Success is not about:
How much you have
How much you are doing
Who you are hanging with
What you can buy
Who you are wearing
What deals you can make
How many followers you have
How many likes you get
It’s not about acquiring and accumulating. It is about working towards a WORTHY IDEAL.
What is a worthy ideal you may ask? Something you believe in, something that you think about positively, something that keeps you up at night in a good way!
It’s your contribution to something greater than you.
And by the way the opposite of success is not failure!
I would argue that the concept of failure as we often identify with it is not the opposite of success but really just opportunity.
Think about all the things that may not have turned out the way you originally planned, or desired. Think about what happened afterwards, what life is like now, compared to then!
In most instances, when we “fail” we create an alternative conclusion, and this alternative conclusion can often result in consequences, although unforeseen or predicted, that end up being very desirable.
Real failure is perhaps the essence of making a mistake, and not learning from it.
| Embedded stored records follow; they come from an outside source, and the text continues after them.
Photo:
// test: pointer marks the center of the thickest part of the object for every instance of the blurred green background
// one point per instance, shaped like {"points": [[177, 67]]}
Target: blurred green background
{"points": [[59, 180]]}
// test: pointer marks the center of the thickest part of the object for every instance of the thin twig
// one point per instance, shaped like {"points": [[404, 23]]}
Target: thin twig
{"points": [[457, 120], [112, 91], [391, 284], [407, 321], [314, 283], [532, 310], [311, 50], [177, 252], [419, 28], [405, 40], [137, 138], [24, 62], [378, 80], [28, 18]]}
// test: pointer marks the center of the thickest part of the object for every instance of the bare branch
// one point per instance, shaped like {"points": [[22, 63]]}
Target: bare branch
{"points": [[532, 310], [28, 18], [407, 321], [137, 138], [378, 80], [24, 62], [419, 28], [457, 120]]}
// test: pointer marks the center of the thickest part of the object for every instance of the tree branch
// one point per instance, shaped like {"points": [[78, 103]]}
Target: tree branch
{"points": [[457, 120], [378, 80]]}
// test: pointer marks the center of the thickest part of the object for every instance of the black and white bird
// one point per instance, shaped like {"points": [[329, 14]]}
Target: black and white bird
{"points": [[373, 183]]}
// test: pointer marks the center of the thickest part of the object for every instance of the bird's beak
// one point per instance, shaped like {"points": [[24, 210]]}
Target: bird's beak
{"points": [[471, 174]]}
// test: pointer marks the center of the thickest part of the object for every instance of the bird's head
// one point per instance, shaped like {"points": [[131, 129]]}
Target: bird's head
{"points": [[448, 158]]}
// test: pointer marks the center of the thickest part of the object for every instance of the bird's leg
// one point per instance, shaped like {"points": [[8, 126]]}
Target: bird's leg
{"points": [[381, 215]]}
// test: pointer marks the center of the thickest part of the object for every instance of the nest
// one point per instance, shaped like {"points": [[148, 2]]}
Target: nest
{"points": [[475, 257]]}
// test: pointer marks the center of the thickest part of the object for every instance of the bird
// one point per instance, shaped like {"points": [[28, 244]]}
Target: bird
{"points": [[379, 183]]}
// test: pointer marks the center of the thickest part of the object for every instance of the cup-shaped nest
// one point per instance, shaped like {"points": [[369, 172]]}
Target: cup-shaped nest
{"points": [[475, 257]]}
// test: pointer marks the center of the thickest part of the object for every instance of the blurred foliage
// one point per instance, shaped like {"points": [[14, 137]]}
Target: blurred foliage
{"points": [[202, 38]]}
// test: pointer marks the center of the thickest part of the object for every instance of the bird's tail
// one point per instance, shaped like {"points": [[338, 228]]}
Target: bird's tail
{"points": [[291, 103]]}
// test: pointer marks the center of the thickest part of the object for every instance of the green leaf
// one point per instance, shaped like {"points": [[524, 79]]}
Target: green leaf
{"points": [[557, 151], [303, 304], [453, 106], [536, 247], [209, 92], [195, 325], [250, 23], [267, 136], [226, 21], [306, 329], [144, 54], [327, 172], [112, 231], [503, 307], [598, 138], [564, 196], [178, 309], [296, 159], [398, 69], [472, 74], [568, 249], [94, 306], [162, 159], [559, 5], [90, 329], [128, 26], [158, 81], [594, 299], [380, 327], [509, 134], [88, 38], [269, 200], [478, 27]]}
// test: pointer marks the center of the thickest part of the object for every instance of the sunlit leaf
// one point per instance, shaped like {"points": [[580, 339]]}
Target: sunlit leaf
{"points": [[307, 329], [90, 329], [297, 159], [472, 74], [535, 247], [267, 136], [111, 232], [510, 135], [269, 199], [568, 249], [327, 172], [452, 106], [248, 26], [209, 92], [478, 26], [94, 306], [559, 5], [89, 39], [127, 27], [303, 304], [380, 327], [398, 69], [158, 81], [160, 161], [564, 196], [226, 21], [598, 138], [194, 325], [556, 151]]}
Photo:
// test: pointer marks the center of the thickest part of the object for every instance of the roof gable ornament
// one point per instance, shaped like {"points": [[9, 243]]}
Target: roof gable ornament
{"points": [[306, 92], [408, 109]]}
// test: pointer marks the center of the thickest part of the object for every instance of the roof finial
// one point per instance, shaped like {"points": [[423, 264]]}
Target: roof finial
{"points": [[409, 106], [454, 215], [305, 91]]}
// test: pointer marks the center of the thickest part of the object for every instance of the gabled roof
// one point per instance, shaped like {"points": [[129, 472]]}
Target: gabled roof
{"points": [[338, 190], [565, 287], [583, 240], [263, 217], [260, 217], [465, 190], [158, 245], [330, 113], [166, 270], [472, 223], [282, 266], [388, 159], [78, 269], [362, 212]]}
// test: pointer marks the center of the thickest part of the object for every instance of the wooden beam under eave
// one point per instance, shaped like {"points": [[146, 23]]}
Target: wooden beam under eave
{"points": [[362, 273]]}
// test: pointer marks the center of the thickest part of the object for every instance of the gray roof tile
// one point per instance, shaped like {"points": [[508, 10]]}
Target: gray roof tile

Not having the awareness or reflective process to turn it into opportunity.
I was working in New York as a performance coach for the New York Rangers in the spring of 2001. I got called into the General Manager’s office one day and drove the long drive into Manhattan so I could be told I was going to be fired.
I remember it like it was yesterday. The legendary Glenn Sather leaning back on his chair with his hands behind his head, cigar in his mouth, looked at me and said, “Scotty, I’m not going to fire you, I’m just not going to re-hire you.”
Wow, the first time you get fired, well it is a strange feeling. Leaves you feeling quite empty.
What had I done? What had I not done?
The loss of my job with the team appeared as a failure to me at the time, but several months later, when I was available to come home to Montreal to take a job with the Montreal Canadiens, the team I had dreamed of working for since I was in university, well it didn’t seem like a failure very much anymore!
My epic failure in a marriage, which happened at the same time as being fired (yes, all kinds of fun!) resulted in my finding the best partner I could have ever wished to have, and the consequent creation of my wonderful daughter.
So when you are beating yourself up about so-called failure, realize that it is really just opportunity.
Understand that the opposite of success is really the absence of a worthy ideal.
Instead of burning your life candle with no intent, concentrate on establishing who you are and what you want your contribution on this earth to be, and set your life up so you are invested in that ideal.
There is no such thing as failure as it has often been labeled, the alternative pathway called opportunity is simply a part of the process of life.